As she thundered her way across the Humptulips River bridge, Baldwin tapped me on the shoulder. “Come out on the tender and you can get some pictures,” he yelled. In the cab of old 38 when she’s working a load you don’t talk – you yell to make yourself heard.
With Baldwin leading the way, I crawled out on the top of the bobbing tender and stood braced against an anchored reel of steam hose. Around a curve and strung out across the length of steel pile trestling and bridge girders the loaded log cars swung gently as they followed along the dips of the roadbed.
Somewhere back there, hidden by other curves, was the caboose with a crew of old railroaders taking a last ride behind old 38. Groups of camera fans and steam locomotive lovers began showing up, perched in trees, grouped on stumps and other vantage points. Old 38 gave them a cheery blast from her whistle and kept plunging on.

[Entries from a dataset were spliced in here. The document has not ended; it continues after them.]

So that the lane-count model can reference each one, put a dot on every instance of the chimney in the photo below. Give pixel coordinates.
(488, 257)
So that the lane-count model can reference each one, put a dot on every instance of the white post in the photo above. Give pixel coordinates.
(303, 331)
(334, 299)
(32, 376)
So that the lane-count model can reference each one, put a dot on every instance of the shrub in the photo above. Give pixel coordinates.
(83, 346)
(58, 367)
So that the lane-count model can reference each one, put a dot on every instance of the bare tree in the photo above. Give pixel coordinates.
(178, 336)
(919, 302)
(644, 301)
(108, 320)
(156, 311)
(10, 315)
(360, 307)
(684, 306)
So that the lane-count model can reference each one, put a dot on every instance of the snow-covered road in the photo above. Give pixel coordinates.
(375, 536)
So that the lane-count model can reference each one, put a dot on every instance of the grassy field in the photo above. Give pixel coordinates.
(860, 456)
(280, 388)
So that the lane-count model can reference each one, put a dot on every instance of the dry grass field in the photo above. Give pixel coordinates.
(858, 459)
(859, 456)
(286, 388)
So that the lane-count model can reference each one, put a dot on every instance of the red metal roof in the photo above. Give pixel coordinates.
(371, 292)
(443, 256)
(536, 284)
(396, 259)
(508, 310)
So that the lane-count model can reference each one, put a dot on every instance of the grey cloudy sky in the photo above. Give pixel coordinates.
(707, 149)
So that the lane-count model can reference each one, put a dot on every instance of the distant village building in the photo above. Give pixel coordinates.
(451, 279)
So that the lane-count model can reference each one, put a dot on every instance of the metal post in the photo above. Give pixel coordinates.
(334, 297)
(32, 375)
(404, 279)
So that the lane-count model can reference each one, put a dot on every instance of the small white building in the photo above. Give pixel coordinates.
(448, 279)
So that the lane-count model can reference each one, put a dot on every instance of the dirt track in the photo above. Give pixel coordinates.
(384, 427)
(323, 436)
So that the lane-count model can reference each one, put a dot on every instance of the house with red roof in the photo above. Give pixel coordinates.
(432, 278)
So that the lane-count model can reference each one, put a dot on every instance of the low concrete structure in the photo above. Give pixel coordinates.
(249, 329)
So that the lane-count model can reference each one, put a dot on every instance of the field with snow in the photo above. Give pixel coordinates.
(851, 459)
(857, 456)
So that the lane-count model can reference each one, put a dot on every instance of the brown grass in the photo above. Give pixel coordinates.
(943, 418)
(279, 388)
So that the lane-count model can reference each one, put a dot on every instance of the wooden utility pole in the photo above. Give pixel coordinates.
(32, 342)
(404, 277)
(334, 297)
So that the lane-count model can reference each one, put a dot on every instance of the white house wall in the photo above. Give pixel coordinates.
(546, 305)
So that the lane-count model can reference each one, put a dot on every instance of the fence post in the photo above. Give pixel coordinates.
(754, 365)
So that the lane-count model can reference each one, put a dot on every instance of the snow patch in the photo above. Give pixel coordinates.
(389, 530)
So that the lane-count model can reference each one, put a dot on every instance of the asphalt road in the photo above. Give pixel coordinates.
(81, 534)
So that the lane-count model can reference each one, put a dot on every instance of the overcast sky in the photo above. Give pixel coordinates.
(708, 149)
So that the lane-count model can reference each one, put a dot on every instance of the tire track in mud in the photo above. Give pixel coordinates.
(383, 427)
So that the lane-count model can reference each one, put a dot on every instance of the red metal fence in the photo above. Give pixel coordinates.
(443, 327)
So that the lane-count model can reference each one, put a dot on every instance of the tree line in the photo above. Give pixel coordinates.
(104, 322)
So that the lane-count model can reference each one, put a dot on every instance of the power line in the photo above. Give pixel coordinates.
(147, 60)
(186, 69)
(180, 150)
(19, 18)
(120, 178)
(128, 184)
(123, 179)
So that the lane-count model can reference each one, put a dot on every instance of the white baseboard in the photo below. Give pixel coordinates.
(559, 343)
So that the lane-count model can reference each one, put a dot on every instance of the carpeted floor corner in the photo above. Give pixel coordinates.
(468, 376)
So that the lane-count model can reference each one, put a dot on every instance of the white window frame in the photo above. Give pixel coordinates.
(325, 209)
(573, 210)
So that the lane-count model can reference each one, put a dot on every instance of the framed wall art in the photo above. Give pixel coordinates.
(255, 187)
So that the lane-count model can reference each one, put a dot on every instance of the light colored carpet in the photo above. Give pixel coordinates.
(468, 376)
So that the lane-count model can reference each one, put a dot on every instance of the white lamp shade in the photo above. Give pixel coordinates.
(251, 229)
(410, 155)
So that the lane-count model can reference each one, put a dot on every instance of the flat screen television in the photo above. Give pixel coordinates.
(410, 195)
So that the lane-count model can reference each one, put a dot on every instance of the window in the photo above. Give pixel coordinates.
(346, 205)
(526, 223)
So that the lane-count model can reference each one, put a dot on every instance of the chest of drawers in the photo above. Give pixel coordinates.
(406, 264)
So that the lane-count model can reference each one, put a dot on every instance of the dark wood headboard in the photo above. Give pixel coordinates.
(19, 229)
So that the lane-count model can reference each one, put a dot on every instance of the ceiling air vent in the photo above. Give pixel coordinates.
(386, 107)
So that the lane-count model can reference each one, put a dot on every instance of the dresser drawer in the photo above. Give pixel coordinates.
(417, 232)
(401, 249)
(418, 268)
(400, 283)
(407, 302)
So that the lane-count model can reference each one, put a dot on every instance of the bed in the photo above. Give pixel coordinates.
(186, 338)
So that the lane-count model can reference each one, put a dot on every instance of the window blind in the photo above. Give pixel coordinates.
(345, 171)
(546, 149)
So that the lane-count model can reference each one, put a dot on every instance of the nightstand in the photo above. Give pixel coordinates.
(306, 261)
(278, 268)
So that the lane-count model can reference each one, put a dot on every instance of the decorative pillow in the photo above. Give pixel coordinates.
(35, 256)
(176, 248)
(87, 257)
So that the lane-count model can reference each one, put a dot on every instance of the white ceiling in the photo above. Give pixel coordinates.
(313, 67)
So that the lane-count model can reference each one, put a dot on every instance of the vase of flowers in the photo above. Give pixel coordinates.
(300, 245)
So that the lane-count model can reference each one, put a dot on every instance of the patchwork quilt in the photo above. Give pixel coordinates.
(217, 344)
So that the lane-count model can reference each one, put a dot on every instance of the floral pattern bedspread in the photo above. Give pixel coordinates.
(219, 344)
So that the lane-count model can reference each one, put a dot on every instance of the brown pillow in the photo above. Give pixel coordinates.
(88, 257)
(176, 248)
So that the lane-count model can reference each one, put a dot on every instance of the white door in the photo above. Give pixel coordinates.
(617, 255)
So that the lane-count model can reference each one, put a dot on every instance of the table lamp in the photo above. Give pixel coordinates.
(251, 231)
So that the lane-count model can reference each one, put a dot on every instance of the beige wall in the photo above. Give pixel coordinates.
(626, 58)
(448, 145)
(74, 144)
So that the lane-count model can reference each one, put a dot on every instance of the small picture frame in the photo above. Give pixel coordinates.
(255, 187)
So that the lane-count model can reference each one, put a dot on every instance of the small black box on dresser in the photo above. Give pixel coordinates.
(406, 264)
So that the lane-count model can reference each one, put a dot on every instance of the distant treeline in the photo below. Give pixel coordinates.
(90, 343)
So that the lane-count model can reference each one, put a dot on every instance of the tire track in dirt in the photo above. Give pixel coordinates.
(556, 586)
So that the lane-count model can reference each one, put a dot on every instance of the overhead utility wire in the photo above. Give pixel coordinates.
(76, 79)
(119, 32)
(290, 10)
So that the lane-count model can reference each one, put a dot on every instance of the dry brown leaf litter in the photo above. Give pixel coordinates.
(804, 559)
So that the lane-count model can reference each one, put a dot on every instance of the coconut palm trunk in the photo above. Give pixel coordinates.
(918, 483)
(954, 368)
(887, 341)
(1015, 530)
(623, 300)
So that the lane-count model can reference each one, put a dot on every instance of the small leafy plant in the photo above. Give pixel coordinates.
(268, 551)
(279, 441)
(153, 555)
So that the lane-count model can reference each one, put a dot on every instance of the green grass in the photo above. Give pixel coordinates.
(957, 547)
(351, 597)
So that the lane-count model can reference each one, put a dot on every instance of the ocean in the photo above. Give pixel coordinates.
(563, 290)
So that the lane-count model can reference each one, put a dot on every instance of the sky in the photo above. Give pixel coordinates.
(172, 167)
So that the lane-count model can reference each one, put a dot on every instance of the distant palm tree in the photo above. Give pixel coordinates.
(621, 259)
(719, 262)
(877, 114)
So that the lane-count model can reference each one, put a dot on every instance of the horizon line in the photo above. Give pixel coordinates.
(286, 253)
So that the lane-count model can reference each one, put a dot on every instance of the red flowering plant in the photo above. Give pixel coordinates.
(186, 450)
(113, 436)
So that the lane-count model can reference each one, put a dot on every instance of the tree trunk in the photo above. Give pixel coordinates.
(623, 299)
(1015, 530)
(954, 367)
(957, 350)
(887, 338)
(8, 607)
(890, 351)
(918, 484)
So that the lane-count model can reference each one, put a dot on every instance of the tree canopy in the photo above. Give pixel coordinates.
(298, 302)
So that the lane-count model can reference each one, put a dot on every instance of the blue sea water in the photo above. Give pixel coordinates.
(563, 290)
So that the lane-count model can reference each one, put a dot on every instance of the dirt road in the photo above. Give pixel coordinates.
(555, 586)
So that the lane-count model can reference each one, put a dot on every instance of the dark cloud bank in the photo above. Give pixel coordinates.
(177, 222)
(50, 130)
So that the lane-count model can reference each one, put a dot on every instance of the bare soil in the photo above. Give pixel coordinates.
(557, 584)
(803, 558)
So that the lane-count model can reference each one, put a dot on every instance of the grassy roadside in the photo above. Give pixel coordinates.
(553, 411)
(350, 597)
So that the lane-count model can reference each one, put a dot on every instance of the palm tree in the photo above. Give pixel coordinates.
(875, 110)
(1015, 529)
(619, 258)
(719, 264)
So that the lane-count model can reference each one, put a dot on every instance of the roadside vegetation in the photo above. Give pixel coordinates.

She didn’t know on this March 31 day in 1962 as did some 3,000 others from as far away as Norway, South Carolina and Ohio, that this was her last run. Her owners, Rayonier Inc. were retiring her and seven others and replacing them with two haughty efficient, wheeled machines called diesels.
A few miles down the track the train dispatcher’s voice would bring old 38 to a halt. She would be uncoupled from her beloved train in front of a specially built speakers’ stand between the tracks and automobile-jammed U.S. Highway 101, some 15 miles north of Hoquiam, Washington.
There would be speeches and sadness and words of praise for old 38 and her kind. Old 38 would then move out of the way, slowly and alone, onto a spur track. The waiting diesel would move into position and take its place at the head of the train.
Everything was carried out as planned. When it was all over and as the diesel throbbed mightily and headed on down the track, old 38 gave it a warm, friendly salute from her whistle.
She was a lady, was old 38. Right up to the last.